Nodes can be joined into a cluster, and you can insert data and run SQL queries from any node included in the cluster. SQL queries are scaled horizontally, and you can run transparent cluster-level transactions. Within a cluster, you can use both CEP and simple streaming SQL, and the i.o.cluster nodes do not require any additional coordinators.

Getting started with i.o.cluster


To get started with i.o.cluster, download the source code for the current release (which is 2021.1 as of late September 2021) from GitHub; then build the source code using Maven and install the JAR file into your local Maven repository. Then add the following dependency to your project’s pom.xml file. Note that the minimum requirements for the build are JDK 1.8 and Maven 3.

<dependencies>
    ...
    <dependency>
        <groupId>su.interference</groupId>
        <artifactId>interference</artifactId>
        <version>2021.1</version>
    </dependency>
    ...
</dependencies>

Before starting the application, create a text file with a name such as iocluster.properties that has properties similar to the example given in the source code’s config directory and in accordance with the description provided in the i.o.cluster documentation. Place the file in your project’s config directory. In the launch command line, specify the following parameter:

-Dsu.interference.config=iocluster.properties

Once this is done, launch the service anywhere in your code, as follows:

Instance instance = Instance.getInstance();
Session session = Session.getSession();
instance.startupInstance(session);

The i.o.cluster service implements a simple data management model, which is based on several standard JPA-like methods on the Session object and which can be obtained by calling the static method Session.getSession().

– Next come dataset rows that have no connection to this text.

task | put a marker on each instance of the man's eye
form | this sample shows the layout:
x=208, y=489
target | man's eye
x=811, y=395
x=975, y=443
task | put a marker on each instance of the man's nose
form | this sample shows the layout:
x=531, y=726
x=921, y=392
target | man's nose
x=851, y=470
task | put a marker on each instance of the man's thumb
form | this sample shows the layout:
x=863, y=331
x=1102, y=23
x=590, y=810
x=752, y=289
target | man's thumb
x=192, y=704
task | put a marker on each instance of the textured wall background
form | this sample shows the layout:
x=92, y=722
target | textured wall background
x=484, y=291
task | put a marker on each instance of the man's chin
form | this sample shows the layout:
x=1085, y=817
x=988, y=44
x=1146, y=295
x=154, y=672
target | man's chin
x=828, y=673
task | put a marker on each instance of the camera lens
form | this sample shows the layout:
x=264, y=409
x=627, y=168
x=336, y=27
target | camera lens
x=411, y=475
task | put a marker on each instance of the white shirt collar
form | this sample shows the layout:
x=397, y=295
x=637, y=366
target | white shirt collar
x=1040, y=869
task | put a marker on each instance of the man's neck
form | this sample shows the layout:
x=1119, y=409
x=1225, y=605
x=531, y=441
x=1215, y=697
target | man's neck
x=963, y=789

◉ persist() places an object of an @Entity-annotated class into storage.
◉ find() finds and returns an object from storage using a unique identifier.
◉ execute() executes a SQL query and returns a ResultSet object that contains a poll() method to retrieve the query execution results.
◉ commit() commits a transaction.
◉ rollback() rolls back a transaction.

More details about configuring your application for the launch of the i.o.cluster service are provided in the documentation attached to the source code and also on the developers’ website along with detailed examples.

By the way, the i.o.cluster software includes a remote client that provides the ability to remotely connect to any of the cluster nodes using internal event transport and then execute standard JPA-like methods to persist, find, execute, commit, and roll back transactions. Figure 2 shows how the remote client works.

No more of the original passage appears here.